We could see the starts of quite a few lilies and Iris, so April should be very showy but with a different collection of flowers.
Start off in Winters. If you are in town for lunch I recommend trying the Preserve Public House for sandwiches – very, very tasty, and less crowded on weekends than the more well known spots in town. The Putah Creek Cafe is well known (and excellent) but on a weekend it can be a long wait to get in. If you are back in time for dinner you should consider the Buckhorn Steakhouse (but expect a long wait if you don’t have reservations on the weekend).
Take Highway 128 west through Winters towards Lake Berryessa. About 8.5 miles west of Winters the highway crosses Putah Creek. Just after the bridge you will see overflow parking for Stebbins Cold Canyon Reserve. The main parking area is just ahead, about 0.2 miles after the bridge, on the right. The trailhead is across the road – watch for speeding traffic as you cross.

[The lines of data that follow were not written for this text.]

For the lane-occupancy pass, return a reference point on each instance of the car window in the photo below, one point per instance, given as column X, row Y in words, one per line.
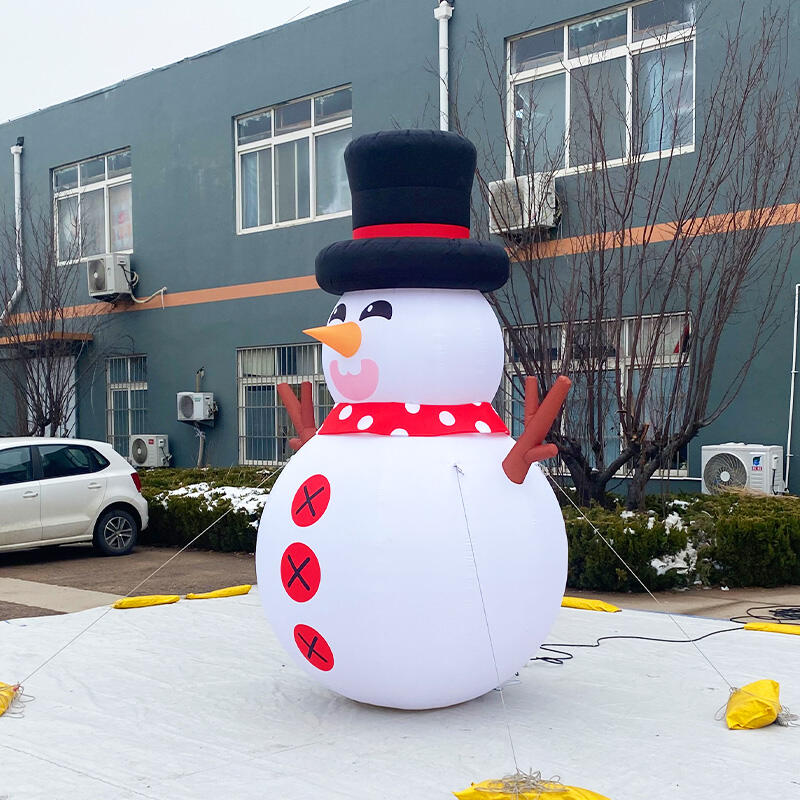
column 15, row 465
column 61, row 460
column 99, row 462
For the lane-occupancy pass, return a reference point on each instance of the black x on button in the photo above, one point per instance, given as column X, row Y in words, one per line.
column 311, row 500
column 313, row 647
column 300, row 572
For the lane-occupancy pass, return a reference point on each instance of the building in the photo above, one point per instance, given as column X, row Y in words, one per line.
column 221, row 177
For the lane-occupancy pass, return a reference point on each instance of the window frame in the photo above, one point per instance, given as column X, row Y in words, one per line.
column 34, row 471
column 507, row 397
column 243, row 382
column 105, row 184
column 311, row 133
column 565, row 65
column 127, row 386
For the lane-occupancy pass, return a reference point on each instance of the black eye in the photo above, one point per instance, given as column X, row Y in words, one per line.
column 380, row 308
column 338, row 313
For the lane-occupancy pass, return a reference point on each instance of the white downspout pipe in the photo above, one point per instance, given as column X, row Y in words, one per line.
column 16, row 151
column 791, row 388
column 443, row 13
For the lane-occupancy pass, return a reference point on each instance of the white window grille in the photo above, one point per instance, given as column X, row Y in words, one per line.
column 631, row 70
column 659, row 342
column 126, row 400
column 289, row 161
column 264, row 424
column 93, row 208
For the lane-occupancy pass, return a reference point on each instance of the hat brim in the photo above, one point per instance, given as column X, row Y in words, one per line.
column 411, row 262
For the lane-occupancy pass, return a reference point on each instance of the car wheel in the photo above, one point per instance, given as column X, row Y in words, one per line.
column 116, row 532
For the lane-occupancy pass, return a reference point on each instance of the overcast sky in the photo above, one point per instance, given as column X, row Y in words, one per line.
column 54, row 50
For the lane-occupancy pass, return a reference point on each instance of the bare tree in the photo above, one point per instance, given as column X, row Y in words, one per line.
column 675, row 217
column 46, row 338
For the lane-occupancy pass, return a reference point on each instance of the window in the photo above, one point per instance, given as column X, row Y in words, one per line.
column 264, row 425
column 15, row 465
column 659, row 341
column 92, row 204
column 289, row 161
column 60, row 460
column 604, row 89
column 126, row 400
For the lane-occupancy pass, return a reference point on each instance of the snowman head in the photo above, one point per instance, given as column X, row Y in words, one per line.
column 427, row 346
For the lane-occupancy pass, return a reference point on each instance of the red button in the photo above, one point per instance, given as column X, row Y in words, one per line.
column 313, row 647
column 311, row 500
column 300, row 573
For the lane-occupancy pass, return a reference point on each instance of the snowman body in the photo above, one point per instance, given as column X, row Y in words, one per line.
column 407, row 570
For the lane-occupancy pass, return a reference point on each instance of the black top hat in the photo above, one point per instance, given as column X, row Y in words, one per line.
column 411, row 192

There are no restrooms at the trailhead, or anywhere along the trail. If you are thinking about those bushes, keep in mind what I said about all the poison oak…
Please feel free to help me with the identification of any “unidentified” flowers listed here, as well as correcting any errors I may make. Click on any photograph to see a larger image. I’ll start with a few favorites, and then the “gallery”. All pictures were taken with a Nikon D7000 with either a Nikkor 18-135mm zoom lens, or a Nikkor 60mm closeup lens.

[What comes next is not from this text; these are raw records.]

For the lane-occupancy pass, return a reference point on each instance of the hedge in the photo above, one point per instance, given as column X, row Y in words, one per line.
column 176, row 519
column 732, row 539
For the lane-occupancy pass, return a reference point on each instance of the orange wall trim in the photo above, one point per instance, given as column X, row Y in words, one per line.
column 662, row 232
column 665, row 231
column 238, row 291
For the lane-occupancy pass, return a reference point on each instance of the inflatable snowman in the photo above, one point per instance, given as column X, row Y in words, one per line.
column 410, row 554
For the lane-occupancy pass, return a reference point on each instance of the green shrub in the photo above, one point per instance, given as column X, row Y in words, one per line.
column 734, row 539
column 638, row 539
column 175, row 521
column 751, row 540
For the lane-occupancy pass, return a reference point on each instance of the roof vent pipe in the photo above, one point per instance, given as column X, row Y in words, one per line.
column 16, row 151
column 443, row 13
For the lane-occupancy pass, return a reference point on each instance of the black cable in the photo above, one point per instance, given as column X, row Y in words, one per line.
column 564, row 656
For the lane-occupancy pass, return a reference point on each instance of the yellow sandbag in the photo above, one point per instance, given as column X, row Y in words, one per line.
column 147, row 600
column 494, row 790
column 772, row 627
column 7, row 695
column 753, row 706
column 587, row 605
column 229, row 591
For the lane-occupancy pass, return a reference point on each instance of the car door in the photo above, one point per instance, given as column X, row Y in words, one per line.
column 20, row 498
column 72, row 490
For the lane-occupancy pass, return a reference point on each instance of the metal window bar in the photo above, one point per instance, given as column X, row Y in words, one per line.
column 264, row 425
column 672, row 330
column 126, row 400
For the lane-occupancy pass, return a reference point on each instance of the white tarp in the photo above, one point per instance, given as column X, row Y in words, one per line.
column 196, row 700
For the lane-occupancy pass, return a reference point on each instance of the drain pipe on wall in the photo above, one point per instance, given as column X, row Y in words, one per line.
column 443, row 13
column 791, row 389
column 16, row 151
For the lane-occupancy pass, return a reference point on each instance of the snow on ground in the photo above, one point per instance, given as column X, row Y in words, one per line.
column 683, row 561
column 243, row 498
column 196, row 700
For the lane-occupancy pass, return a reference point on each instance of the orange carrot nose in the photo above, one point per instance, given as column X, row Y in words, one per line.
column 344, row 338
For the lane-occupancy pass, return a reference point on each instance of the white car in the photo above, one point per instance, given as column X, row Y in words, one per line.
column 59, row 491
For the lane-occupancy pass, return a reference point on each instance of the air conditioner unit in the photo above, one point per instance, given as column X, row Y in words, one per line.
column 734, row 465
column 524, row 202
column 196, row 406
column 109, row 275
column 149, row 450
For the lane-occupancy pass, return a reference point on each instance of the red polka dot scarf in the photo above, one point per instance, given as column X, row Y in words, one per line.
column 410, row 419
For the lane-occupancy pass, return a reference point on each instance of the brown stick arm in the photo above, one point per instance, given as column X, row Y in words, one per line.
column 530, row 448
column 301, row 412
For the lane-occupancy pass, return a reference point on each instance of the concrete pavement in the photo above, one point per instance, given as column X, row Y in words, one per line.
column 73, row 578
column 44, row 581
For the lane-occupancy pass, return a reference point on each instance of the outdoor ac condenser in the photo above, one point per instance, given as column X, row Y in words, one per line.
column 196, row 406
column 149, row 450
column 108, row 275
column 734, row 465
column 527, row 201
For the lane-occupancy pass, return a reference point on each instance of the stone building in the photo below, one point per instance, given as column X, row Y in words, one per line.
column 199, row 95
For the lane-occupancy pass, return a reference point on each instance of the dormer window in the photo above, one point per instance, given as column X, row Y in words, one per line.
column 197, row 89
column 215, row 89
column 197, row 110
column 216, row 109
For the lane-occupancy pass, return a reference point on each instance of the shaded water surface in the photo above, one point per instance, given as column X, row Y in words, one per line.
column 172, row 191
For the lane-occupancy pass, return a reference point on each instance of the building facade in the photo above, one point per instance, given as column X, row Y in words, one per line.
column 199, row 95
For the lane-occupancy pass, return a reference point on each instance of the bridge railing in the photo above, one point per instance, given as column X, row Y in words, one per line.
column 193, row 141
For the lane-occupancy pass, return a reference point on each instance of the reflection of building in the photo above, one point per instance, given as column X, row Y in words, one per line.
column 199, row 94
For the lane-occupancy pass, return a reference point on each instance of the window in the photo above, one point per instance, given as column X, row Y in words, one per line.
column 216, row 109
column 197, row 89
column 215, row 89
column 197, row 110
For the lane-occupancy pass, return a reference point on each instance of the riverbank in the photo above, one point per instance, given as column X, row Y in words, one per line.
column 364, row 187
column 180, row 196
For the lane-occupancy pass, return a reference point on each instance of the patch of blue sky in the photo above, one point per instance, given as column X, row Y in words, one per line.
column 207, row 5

We found Indian Warrior (see picture at the top of the article) along the Homestead trail, mostly near the top of the trail.
I was surprised to find Foothill Shooting Star throughout the hike. I’m used to it being scarce and only in sheltered places. We found it all along the Homestead trail, and even at the top of the Blue Ridge Loop.
California Pipevine (aka Dutchman’s Pipe) was easy to spot in many places along the Homestead trail.